4.2 Warm environment: don’t cold-start every retry

Persist PUB_CACHE, DerivedData, and Pods download caches; keep runners booted and online 24/7. The agent’s second retry shouldn’t spend 15 minutes on pod install again — or Xcode variance gets misread as “the project slowed down.” Cloud Mac buys environment retention, not just CPU minutes per job.

4.3 macOS execution substrate: pin the toolchain

Pin Flutter/Xcode majors via image or fvm; physically isolate Archive machines from the fast pool — no shared DerivedData. Every retry round should run on the same Distribution cert and CLT set — that’s what makes iOS CI auditable. Self-hosted boundaries: GitHub docs on self-hosted runners.

4.4 Retry isolation: cap the loop

Use concurrency in workflows to cancel stale runs on the same PR; set separate timeouts and max push counts for agent triggers; restrict signing machines to the release pool. Syntax reference: workflow syntax docs. Goal isn’t to kill agents — it’s to keep the loop inside guardrails.

PoC suggestion (1–2 days)

Start with one Cloud Mac as a macos-fast warm pool; leave Archive on hosted runners for now. Watch P95 queue and Xcode wall-time variance for three days. Add a second Archive machine once the fast pool is stable — same “start with two” series, motivation extended from queue pain to agent retries.

5 · FAQ

Is “CI is dead” just clickbait?

The title is loud, but the pattern is real: your pipeline may stay green and PRs still merge, while the same code and checks no longer produce a stable, predictable path or outcome. “CI is dead” doesn’t mean GitHub Actions is unusable — it means the classic assumption that build and verify are a deterministic process breaks when agents keep changing code and re-firing workflows. A fairer line: CI is still here; the semantics moved from continuous integration toward continuous attempt.

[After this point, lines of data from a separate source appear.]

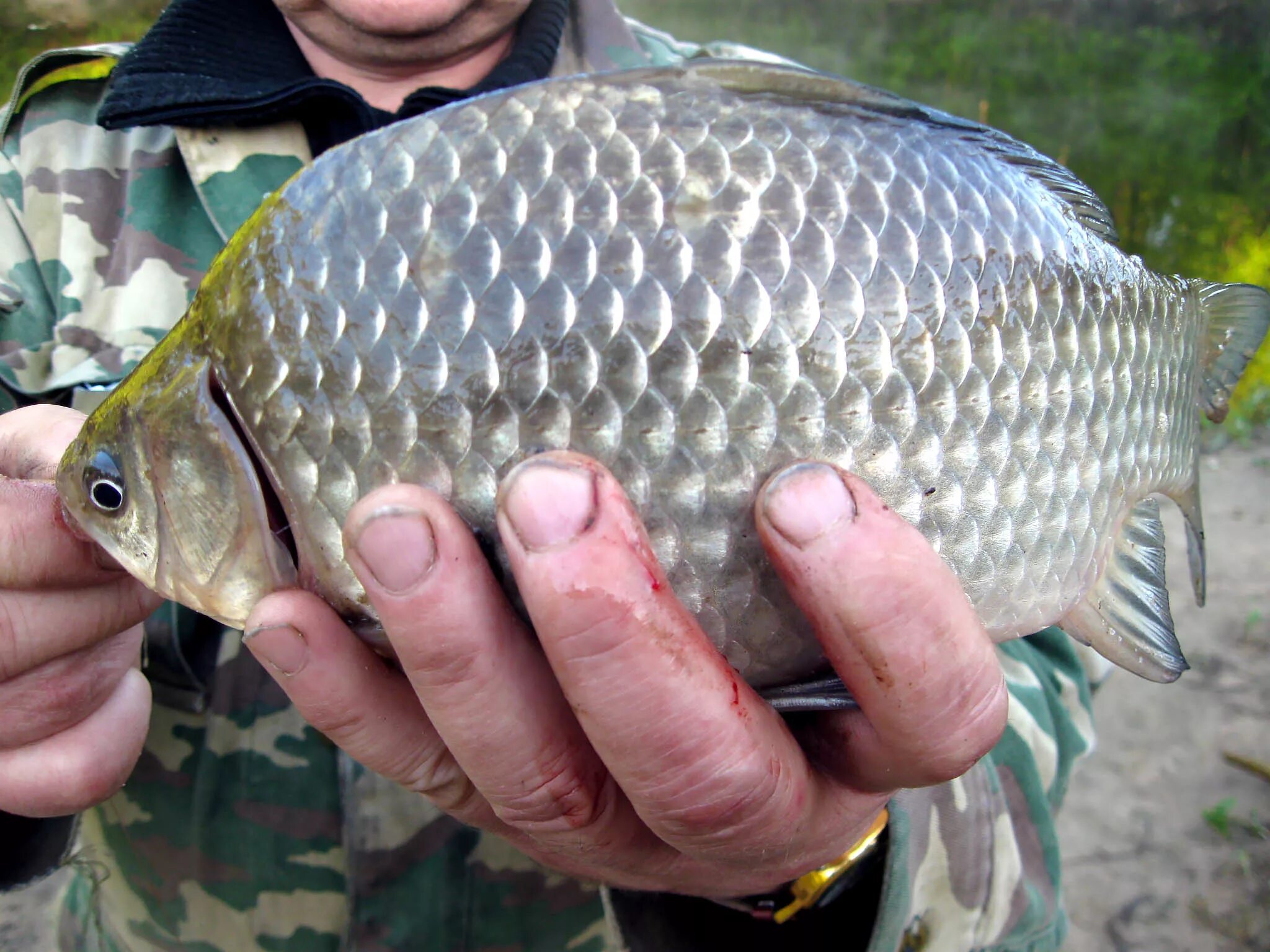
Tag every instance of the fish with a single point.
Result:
(695, 275)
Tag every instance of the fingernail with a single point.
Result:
(397, 546)
(806, 501)
(549, 505)
(280, 646)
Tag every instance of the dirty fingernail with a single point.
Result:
(549, 505)
(280, 646)
(806, 501)
(397, 546)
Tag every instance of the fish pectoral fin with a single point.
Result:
(817, 694)
(1237, 318)
(1126, 615)
(1188, 500)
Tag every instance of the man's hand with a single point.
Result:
(74, 708)
(624, 748)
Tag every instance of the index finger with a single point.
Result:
(708, 765)
(37, 549)
(895, 625)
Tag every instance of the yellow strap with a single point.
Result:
(808, 889)
(87, 70)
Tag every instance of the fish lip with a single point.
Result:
(276, 512)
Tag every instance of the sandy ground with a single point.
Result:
(1145, 871)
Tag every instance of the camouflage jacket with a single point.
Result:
(244, 829)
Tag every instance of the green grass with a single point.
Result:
(24, 35)
(1163, 110)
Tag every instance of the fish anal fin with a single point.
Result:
(1126, 616)
(1237, 319)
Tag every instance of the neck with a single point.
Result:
(386, 86)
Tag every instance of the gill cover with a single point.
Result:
(192, 477)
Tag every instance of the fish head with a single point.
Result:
(163, 478)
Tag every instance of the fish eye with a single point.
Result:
(103, 478)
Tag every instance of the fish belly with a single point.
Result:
(696, 287)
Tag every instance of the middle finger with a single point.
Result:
(479, 674)
(708, 765)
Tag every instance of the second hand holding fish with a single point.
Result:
(626, 749)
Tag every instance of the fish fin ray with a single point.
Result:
(804, 86)
(1126, 616)
(1188, 500)
(1238, 316)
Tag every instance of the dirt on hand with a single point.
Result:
(1145, 871)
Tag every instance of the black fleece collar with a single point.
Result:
(234, 63)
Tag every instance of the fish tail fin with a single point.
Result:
(1126, 616)
(1237, 318)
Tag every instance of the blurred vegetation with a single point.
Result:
(1162, 106)
(30, 27)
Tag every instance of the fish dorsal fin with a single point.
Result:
(1238, 316)
(1126, 617)
(794, 83)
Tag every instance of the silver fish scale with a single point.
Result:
(698, 286)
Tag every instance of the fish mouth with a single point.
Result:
(280, 523)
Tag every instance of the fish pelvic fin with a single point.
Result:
(1126, 616)
(1237, 318)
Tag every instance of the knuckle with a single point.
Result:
(12, 627)
(964, 736)
(437, 777)
(597, 631)
(445, 660)
(337, 720)
(741, 800)
(563, 796)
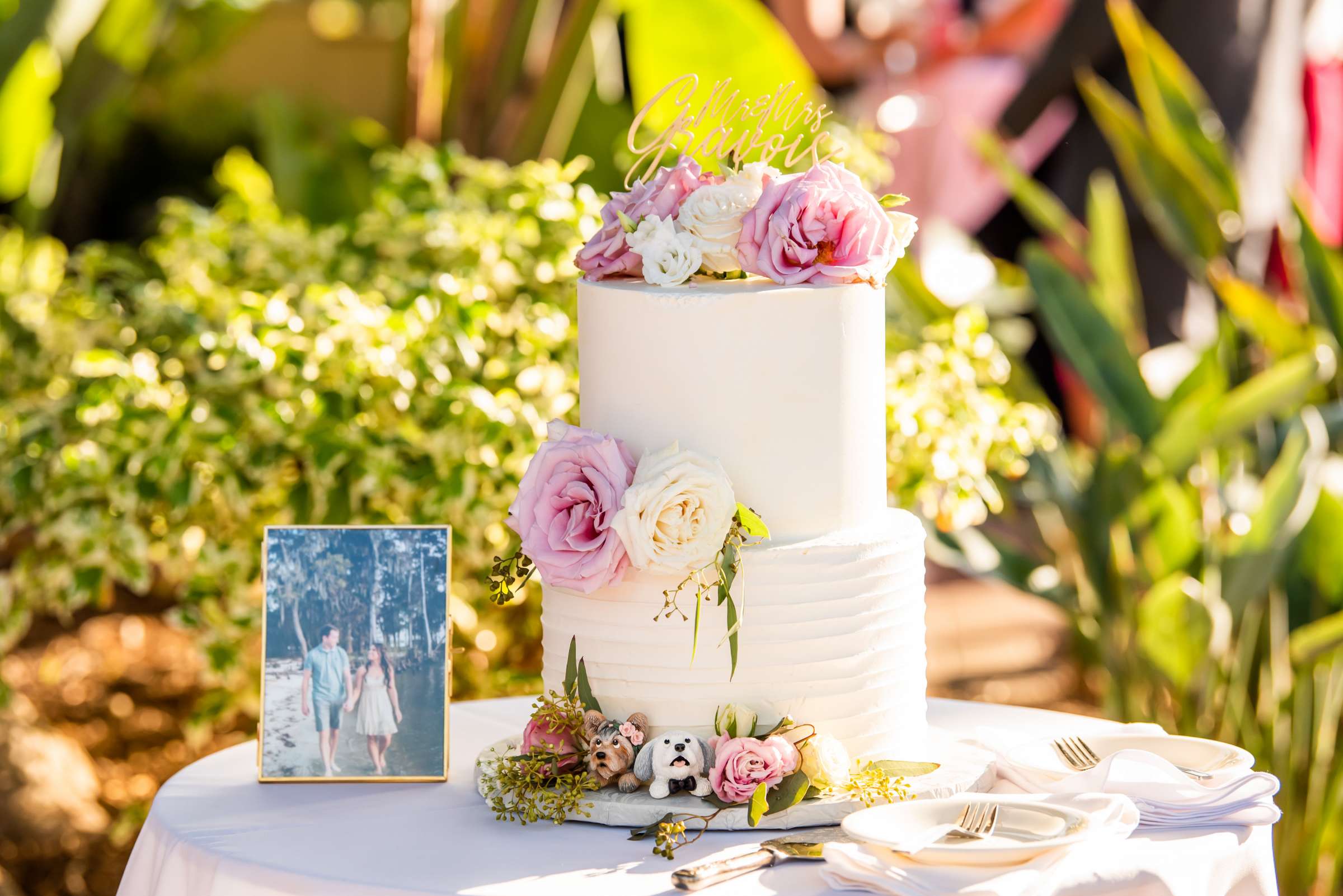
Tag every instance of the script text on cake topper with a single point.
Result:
(724, 125)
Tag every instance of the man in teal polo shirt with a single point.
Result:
(327, 672)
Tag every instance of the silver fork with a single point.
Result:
(1080, 757)
(977, 821)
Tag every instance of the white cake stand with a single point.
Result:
(964, 767)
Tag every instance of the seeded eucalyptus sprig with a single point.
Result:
(716, 577)
(509, 574)
(669, 831)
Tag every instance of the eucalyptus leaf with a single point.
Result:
(759, 804)
(901, 769)
(787, 793)
(751, 522)
(571, 667)
(586, 690)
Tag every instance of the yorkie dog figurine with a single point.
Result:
(612, 749)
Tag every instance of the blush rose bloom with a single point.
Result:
(539, 738)
(821, 227)
(740, 765)
(676, 513)
(609, 254)
(566, 504)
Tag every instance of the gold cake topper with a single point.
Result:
(744, 125)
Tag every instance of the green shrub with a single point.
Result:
(245, 368)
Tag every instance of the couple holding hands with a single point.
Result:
(327, 678)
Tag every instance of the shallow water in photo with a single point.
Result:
(290, 738)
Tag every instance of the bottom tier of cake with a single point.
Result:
(832, 634)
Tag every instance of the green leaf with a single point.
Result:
(732, 636)
(900, 769)
(586, 690)
(751, 522)
(787, 793)
(1323, 268)
(695, 634)
(1201, 422)
(1036, 201)
(1180, 116)
(759, 804)
(1110, 254)
(1288, 496)
(1257, 313)
(1091, 345)
(1174, 629)
(1177, 210)
(1318, 639)
(571, 667)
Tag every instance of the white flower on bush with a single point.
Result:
(825, 761)
(713, 215)
(669, 255)
(903, 228)
(735, 721)
(676, 513)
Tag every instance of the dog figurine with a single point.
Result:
(613, 746)
(676, 761)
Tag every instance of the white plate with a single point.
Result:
(1026, 828)
(1212, 757)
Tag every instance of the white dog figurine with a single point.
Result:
(675, 761)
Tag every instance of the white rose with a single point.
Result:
(713, 215)
(825, 761)
(669, 255)
(903, 228)
(676, 513)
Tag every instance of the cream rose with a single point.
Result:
(676, 513)
(825, 761)
(903, 231)
(669, 255)
(712, 215)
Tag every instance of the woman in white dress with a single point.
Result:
(379, 711)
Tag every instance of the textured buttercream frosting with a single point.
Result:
(833, 634)
(786, 388)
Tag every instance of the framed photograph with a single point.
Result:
(356, 654)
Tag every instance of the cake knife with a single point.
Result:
(804, 844)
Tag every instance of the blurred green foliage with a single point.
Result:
(1192, 537)
(245, 366)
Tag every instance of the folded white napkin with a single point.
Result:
(1165, 796)
(875, 870)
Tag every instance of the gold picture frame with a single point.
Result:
(437, 774)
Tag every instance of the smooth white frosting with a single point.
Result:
(783, 385)
(786, 386)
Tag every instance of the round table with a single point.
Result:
(214, 831)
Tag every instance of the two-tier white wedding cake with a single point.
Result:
(785, 385)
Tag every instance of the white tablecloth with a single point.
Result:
(215, 832)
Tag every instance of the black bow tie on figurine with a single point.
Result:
(677, 785)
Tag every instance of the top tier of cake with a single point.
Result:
(783, 384)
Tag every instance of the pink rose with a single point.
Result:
(740, 765)
(565, 507)
(539, 738)
(818, 227)
(608, 254)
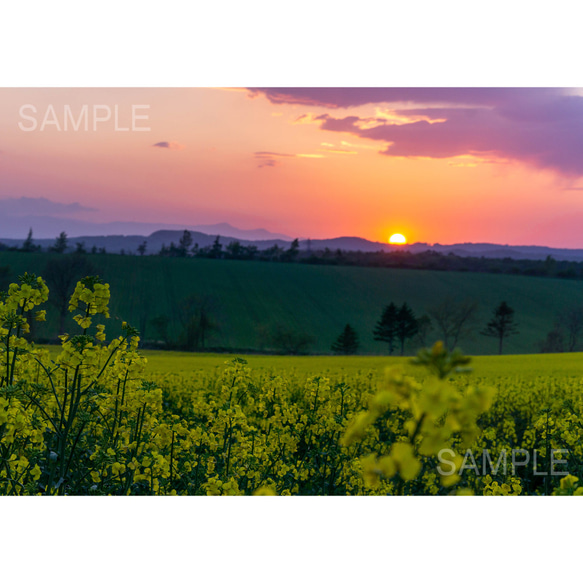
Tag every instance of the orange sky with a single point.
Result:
(248, 161)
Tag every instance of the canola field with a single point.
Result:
(97, 416)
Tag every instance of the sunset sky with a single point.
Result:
(438, 165)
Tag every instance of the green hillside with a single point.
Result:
(252, 296)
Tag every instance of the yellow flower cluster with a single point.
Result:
(92, 421)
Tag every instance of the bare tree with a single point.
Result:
(570, 322)
(455, 319)
(502, 324)
(61, 275)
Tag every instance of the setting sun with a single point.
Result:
(397, 239)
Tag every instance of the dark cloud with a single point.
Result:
(41, 205)
(169, 145)
(539, 127)
(269, 159)
(335, 97)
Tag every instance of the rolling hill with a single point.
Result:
(251, 297)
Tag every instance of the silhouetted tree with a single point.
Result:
(386, 328)
(291, 253)
(407, 325)
(60, 245)
(424, 327)
(234, 250)
(347, 341)
(570, 322)
(554, 342)
(184, 244)
(216, 251)
(454, 319)
(502, 324)
(61, 276)
(28, 246)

Will GitHub change the product for this?

Yes, gradually — probably slower than usage is shifting. You’ll still see workflow tweaks, runner capacity, cache improvements — all serving traditional CI. Agent-oriented pieces (sandboxing, call audit, token billing) will likely land incrementally rather than as an overnight narrative rewrite. Teams don’t have to wait for official definitions: split PR/Archive pools, cap retries, lock signing machines on today’s Actions — that’s the low-cost guardrail for the agent era.

How is Cloud Mac different from hosted macOS runners?

Short version: hosted runners rent execution time for one job; Cloud Mac buys a long-lived stable environment. Occasional releases, tolerable queue, short jobs — hosted macos-latest is often enough. Agent loops or high-frequency iOS CI need Xcode, certs, and caches resident, fast and Archive pools physically separated, and environments that don’t sleep or silently upgrade. Cloud Mac pays off there — especially for signing, Archive, and notarization, where every retry round should hit the same key and toolchain, not a cold-start lottery.

How does this relate to OpenClaw / local agents?

No conflict — different layers. OpenClaw, Cursor Agent, local Copilot handle what to change and how to orchestrate tasks (gateway / scheduling). Runners / Cloud Mac handle where and in what environment builds run — compile, test, sign, upload. Agents can patch locally or loop in CI; either way, macOS builds eventually need a reproducible execution surface. Design orchestration and execution separately, or you get “smart agent, unfamiliar CI environment every time.”